Niloufar Salehi, Lilly C. Irani, Michael S. Bernstein, Ali Alkhatib, Eva Ogbe, Kristy Milland, and Clickhappier. 2015. We Are Dynamo: Overcoming Stalling and Friction in Collective Action for Crowd Workers. In Proceedings of the 33rd Annual ACM Conference on Human Factors in Computing Systems (CHI ’15). ACM, New York, NY, USA, 1621-1630. DOI=10.1145/2702123.2702508 http://doi.acm.org/10.1145/2702123.2702508
Discussion leader: Nai-Ching Wang
Summary
This paper proposes structured labor to overcome two obstacles impeding collective action through a year-long ethnographic field study. By participating deeply in the ecology of human computation instead of being outside observers, the authors find out although there were already forums to help better work condition, there are still several challenges preventing further collective action such as trust, privacy, risk of loss of jobs, diverse purposes of working. To support collective action in the Amazon Mechanical Turk community, Dynamo is designed to provide three affordances including trust and privacy, assembling a public, and mobilizing. With several cases on Dynamo platform, the authors identify two intertwined threats, stalling and friction, for collective action. To overcome the two threats, this paper proposes structured labor including “Debates with deadlines”, “Act and undo”, “Produce Hope”, and “Reflect and Propose” and demonstrates how the structured labor can be used in real cases.
Reflection
I see several connections from this paper to our previous topics and in-class discussions. Based on definitions from Quinn and Bederson’s paper, this paper falls into the categories of social computing and crowdsourcing and thus collective intelligence in the sense that the crowd workers on Amazon Mechanical Turk form an online community and (ideas of) social movements are crowdsourced to the community instead of some designated leaders or consultants. In the discussion of the question “Can we foresee a future crowd workplace in which we would want our children to participate?”, this paper might have provided some possibility for the crowd workers to take collective action to strive for a fair labor marketplace. This paper seems to be a good example of human-computer collaboration, too. Interestingly, Dynamo (the computer) is designed with the concept of affordances naturally in-line with the affordance-based framework discussed previously. Turkers along with admins provide human affordances such as sociocultural awareness, creativity and domain knowledge. Examples in this paper also demonstrate that crowd workers can complete not only micro-tasks as seen from last week’s discussion but also brainstorming ideas and quality writing. In addition, from this paper, it also seems that traditional management is better than algorithmic management for such topic at least for now.
Questions
- Do you think campaigns in the paper successful? Why or Why not? What else do you think important for success of collective action?

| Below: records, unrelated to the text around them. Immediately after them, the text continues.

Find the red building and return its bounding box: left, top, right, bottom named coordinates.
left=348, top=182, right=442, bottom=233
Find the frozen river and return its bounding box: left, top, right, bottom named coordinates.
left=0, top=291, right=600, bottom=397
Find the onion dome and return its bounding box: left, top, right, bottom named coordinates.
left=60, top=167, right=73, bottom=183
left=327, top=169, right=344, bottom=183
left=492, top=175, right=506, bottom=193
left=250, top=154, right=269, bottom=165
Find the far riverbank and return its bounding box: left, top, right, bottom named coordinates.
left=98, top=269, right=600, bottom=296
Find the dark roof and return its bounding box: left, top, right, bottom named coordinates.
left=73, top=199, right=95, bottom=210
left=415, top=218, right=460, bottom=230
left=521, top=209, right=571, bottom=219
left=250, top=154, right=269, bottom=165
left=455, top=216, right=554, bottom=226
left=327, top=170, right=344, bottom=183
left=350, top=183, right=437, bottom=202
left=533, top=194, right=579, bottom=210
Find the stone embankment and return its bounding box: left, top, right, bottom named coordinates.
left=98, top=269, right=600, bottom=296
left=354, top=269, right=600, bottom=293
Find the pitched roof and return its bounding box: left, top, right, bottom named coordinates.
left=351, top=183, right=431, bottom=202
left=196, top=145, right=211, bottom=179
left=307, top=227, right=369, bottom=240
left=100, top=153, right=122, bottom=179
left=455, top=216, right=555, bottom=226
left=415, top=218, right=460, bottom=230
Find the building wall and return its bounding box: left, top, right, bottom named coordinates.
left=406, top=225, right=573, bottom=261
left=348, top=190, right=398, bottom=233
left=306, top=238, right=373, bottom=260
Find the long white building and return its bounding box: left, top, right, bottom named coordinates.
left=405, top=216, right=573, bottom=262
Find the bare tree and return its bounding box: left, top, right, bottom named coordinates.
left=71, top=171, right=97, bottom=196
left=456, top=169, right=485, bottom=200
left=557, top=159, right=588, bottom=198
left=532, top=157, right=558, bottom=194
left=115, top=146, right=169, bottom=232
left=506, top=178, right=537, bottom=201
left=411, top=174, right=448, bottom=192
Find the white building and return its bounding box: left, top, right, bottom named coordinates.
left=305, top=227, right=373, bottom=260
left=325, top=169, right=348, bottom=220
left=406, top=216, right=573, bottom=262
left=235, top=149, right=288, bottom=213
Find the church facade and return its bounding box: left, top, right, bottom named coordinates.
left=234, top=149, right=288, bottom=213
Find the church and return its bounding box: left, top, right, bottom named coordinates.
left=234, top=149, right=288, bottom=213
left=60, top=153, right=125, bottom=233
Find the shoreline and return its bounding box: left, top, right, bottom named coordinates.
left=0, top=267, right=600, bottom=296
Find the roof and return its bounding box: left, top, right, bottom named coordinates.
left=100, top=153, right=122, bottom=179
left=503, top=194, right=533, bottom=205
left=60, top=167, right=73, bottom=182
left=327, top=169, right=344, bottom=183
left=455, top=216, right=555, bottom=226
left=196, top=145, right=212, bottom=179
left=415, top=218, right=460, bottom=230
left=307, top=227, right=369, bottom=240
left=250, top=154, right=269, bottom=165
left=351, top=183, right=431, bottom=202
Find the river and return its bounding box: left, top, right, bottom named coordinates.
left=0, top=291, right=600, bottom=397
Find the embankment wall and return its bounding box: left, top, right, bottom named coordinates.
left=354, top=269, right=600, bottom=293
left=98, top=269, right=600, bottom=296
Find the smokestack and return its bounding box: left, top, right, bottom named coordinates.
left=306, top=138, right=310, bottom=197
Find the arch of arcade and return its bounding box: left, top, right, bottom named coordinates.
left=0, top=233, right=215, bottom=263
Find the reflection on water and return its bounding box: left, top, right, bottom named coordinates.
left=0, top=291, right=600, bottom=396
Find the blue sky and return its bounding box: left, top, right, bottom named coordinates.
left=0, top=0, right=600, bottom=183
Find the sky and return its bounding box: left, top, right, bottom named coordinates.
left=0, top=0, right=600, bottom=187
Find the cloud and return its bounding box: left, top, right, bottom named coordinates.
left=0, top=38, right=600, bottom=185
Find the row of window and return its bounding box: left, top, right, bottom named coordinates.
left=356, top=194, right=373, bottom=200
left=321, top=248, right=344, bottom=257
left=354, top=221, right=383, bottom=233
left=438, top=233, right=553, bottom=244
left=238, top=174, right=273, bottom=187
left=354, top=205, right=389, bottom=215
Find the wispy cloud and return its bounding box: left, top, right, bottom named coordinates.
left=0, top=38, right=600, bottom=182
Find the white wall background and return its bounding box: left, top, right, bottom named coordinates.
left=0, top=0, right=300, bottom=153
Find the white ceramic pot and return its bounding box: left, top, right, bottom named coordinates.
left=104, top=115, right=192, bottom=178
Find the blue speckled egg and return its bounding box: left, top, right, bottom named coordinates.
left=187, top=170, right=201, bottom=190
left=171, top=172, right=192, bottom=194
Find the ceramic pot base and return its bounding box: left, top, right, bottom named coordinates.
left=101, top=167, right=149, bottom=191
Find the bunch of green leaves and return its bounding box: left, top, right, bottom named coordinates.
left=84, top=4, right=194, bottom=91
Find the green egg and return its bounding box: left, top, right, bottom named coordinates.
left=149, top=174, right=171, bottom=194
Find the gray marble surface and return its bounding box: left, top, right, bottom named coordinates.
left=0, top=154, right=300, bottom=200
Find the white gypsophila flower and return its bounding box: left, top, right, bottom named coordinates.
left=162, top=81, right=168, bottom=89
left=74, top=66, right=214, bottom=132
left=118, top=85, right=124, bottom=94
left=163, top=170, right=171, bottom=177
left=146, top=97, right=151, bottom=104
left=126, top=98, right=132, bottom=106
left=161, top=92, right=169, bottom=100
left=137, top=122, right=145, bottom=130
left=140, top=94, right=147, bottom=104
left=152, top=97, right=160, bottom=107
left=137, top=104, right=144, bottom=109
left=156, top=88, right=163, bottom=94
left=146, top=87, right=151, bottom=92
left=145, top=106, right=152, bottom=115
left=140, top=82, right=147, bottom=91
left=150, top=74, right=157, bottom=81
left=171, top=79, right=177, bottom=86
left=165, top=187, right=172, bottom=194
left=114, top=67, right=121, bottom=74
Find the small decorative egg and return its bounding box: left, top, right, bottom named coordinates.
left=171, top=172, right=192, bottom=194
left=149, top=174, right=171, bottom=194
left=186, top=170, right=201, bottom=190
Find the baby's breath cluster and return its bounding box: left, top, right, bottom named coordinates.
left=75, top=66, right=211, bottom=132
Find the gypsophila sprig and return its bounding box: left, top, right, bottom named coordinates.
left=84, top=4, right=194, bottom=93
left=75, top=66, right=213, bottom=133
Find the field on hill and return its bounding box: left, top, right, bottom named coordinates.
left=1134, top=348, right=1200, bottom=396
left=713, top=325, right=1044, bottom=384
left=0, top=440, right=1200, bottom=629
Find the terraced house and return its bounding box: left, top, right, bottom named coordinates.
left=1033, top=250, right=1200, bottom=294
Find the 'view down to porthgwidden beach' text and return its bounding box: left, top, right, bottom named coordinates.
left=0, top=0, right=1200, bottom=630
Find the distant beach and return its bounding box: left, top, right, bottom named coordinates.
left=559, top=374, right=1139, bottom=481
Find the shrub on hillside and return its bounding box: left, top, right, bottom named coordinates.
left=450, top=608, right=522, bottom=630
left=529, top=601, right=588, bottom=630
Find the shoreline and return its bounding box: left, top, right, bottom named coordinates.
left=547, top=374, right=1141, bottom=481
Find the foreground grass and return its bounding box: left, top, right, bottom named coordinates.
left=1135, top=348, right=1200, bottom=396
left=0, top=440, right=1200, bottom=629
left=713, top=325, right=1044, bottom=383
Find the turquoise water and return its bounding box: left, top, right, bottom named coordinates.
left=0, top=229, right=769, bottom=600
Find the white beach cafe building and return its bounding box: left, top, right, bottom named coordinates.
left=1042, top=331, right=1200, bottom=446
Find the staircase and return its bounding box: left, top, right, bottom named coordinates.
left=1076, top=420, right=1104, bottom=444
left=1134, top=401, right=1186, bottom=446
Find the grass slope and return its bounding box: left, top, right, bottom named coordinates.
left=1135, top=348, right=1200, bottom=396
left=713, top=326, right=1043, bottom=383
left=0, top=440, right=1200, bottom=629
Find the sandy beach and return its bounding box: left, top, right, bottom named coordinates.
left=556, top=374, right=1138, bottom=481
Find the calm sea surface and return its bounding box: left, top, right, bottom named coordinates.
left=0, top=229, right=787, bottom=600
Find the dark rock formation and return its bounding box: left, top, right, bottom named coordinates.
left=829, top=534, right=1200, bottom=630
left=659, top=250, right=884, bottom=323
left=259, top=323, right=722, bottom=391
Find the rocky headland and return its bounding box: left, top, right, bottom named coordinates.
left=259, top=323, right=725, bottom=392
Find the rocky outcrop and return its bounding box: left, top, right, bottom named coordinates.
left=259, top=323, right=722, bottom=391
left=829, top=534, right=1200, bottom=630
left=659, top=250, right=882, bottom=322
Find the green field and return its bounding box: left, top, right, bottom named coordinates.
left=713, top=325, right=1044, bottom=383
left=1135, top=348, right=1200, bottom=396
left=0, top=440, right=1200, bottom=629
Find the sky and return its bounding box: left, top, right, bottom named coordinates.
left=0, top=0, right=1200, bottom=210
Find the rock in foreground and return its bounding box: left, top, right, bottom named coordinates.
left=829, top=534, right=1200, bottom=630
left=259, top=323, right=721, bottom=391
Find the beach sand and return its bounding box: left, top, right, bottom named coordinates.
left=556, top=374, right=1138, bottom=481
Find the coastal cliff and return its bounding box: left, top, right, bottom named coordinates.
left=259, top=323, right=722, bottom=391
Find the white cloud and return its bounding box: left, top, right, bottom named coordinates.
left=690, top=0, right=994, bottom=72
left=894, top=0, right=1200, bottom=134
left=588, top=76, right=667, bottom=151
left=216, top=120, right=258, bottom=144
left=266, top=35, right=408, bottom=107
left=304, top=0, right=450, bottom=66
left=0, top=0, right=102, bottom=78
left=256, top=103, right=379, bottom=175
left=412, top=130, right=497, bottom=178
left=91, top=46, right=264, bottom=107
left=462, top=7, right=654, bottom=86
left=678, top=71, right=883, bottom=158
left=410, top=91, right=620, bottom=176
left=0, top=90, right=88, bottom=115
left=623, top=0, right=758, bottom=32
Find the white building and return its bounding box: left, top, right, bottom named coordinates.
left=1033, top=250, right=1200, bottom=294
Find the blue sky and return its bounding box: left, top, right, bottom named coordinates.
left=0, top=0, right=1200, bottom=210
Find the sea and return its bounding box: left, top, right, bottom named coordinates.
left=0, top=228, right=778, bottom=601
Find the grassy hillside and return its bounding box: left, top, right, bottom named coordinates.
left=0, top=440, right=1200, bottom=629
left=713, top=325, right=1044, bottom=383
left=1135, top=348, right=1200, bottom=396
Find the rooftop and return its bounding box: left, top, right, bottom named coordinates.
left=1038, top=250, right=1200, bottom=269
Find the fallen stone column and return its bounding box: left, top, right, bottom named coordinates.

- For the labor of action (debates with deadlines, act and undo, the production of hope, reflect and propose),
- Which (part) do you think that might be addressed automatically by computer algorithms? In other words, which parts are the ones that really need human computation (at least for now)?
- Can these tasks be further divided into smaller tasks?
- How can that possibly be done?
- How do we find a trustworthy person to be the “moderator”? Or say, how do we decide if a person is trustworthy enough to be the “moderator”?
- Can we delegate some moderation to computer? Which part? And how?